Review

Kein Handy-Empfang, der warnende Alte an der Tankstelle und abweisende Einheimische in einer gottverlassenen Gegend, - da kommt mal wieder alles zusammen, was die Zutaten eines gängigen Backwood-Slashers betrifft. Die Legende einer Albino Farm muss hier als Bedrohung für vier Studenten herhalten, gespickt mit einigen Bibelzitaten und Anleihen von „The Descent“: Wahrlich kein Feuerwerk an ausgereiften Ideen, aber ein brauchbar inszeniertes Sammelsurium.

Denn immerhin haben es die Regieneulinge Anderson/McEwen verstanden, konstant an der Spannungsschraube zu drehen, die bedrohliche Atmosphäre immer dichter werden zu lassen und die Lage der letzten Überlebenden ins schier Ausweglose zu katapultieren.
Leider hat man es mit der Figurenzeichnung der vier nicht so genau genommen, so dass neben einem filmenden Inder und der Vernünftigen das etwas feiersüchtige Pärchen eher zum Kanonenfutter gezählt werden darf.
Gelungen ist demgegenüber der zunächst glaubhafte Verlauf, allen Gerüchten über die Legende mit einem ungläubigen Lächeln zu entgegnen und sich über die Einheimischen lustig zu machen.
Als die leicht notgeilen Jungs zunächst nur Augen für die Oberweite einer Kellnerin haben, dann aber ihre verkrüppelte Hand zu Gesicht bekommen, kippt so langsam die Stimmung.

Etwas ärgerlich hingegen entpuppen sich einige Verhaltensweisen der Studenten, denn wer bitte lässt seine Freundin vor drei unberechenbaren Hinterwäldlern blank ziehen und steigt dann noch zu denen ins Auto ein, damit die einen zur Farm kutschieren?
Dass man letztlich immer wieder die einzig vorhandene Waffe liegen lässt und grundlegend nie auf die unmittelbare Lösung kommt, scheint innerhalb des Genres schlicht unausweichlich, doch die vier legen sich auffällig viele Steine selbst in den Weg.

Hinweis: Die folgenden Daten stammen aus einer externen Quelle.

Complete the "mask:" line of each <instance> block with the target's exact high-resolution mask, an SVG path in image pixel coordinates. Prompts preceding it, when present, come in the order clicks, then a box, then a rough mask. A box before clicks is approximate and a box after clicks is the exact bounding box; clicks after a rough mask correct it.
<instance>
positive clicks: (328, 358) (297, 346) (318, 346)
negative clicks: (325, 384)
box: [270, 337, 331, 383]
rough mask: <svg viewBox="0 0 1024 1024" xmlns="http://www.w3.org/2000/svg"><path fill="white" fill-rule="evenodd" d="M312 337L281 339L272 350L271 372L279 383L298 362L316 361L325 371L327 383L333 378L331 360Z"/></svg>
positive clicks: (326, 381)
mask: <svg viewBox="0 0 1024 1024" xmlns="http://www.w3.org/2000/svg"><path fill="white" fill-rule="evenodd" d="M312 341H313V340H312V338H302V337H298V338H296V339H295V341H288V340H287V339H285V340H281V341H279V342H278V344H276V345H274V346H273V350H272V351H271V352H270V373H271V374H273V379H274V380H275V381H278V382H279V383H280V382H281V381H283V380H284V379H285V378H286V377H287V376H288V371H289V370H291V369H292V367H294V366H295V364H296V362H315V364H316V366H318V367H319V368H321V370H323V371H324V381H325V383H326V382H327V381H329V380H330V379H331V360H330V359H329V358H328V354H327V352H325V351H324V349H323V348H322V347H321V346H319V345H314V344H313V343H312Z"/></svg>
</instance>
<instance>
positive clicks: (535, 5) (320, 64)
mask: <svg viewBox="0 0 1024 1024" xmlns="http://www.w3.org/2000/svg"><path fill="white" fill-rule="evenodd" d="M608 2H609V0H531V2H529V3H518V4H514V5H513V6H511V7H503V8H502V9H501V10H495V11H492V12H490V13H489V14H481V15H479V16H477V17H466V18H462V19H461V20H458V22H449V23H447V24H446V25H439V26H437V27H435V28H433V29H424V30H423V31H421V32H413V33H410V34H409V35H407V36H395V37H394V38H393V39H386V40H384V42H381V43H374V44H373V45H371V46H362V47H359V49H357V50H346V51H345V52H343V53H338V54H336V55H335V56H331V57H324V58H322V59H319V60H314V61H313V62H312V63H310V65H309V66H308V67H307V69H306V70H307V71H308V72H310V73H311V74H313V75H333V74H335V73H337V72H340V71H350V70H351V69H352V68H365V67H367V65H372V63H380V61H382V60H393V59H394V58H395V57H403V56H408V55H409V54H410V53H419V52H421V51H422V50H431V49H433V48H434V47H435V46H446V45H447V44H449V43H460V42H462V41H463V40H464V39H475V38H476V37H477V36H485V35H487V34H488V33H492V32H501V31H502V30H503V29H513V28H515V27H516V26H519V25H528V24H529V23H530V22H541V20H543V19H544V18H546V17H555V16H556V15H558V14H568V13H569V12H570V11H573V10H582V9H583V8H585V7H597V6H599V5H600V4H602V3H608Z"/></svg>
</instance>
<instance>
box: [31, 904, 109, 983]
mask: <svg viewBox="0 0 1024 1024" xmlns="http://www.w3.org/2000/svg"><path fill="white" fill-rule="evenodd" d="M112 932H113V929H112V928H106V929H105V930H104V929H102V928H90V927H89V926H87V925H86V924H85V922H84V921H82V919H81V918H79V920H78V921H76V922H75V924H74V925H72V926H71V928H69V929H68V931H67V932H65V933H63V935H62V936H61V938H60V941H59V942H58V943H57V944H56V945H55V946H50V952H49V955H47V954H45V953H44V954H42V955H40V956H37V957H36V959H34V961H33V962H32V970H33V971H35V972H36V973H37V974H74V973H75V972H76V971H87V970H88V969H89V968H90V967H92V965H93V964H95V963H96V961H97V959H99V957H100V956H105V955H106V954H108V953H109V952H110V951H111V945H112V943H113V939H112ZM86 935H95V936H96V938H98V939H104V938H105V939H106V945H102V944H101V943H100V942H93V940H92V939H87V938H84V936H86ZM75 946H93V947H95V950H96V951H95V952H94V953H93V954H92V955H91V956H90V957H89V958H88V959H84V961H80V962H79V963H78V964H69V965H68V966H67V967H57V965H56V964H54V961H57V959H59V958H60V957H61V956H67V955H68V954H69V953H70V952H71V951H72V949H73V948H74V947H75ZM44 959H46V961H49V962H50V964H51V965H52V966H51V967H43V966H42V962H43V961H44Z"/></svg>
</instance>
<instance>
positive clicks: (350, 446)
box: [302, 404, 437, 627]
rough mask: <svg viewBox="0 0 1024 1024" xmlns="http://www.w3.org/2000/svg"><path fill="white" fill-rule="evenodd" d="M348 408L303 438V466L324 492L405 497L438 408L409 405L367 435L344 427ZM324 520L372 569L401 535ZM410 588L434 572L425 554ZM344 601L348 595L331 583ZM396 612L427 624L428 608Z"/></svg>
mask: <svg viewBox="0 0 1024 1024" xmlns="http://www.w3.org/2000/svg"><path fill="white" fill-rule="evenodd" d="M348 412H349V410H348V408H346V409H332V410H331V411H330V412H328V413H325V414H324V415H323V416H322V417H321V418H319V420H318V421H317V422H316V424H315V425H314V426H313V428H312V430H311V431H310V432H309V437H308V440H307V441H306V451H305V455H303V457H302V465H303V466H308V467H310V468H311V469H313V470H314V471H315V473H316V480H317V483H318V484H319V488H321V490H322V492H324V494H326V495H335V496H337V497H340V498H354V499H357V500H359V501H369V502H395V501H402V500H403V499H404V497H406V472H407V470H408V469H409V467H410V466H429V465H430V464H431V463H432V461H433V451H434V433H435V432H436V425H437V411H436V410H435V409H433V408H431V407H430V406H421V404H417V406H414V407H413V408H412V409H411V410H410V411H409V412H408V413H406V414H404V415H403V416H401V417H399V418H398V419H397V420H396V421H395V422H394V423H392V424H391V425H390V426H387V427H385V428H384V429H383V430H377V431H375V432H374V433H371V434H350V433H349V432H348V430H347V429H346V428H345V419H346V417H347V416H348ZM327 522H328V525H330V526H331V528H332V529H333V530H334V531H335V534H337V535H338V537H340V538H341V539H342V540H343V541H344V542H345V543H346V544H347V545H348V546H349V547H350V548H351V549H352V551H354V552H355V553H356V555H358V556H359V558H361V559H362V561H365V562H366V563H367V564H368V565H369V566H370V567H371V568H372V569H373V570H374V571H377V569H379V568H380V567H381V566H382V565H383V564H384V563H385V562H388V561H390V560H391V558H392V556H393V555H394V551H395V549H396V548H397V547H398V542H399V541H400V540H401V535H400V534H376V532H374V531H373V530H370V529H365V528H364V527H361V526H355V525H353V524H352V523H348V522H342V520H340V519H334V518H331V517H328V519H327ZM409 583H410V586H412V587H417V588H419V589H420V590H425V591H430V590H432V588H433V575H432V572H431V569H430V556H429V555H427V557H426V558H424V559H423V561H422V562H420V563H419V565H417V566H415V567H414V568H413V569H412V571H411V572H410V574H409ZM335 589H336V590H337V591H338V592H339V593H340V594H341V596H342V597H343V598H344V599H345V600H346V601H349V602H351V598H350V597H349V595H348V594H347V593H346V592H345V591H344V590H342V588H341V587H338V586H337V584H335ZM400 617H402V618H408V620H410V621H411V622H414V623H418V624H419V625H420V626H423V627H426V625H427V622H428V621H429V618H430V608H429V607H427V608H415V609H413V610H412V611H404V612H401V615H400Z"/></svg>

Auf der anderen Seite gibt es schließlich die Bösen in Form missgestalteter Kreaturen.
Da hat die Maske sehr akkurat Maß angelegt und viele verschiedene Entstellungen gezaubert, die von verkrüppelten Gliedmaßen, zu überdimensionalen Lippen bis zu zombieartigen Köpfen reichen. Zwar sorgen die grummelnden Monster nicht immer für Unbehagen und im Fall einer Figur mit Brautschleier und entblößten Brüsten eher für Auflockerung, doch gegen Ende steigt durchaus der Konfrontationsgehalt und mit ihm die Anzahl der blutigen Szenen.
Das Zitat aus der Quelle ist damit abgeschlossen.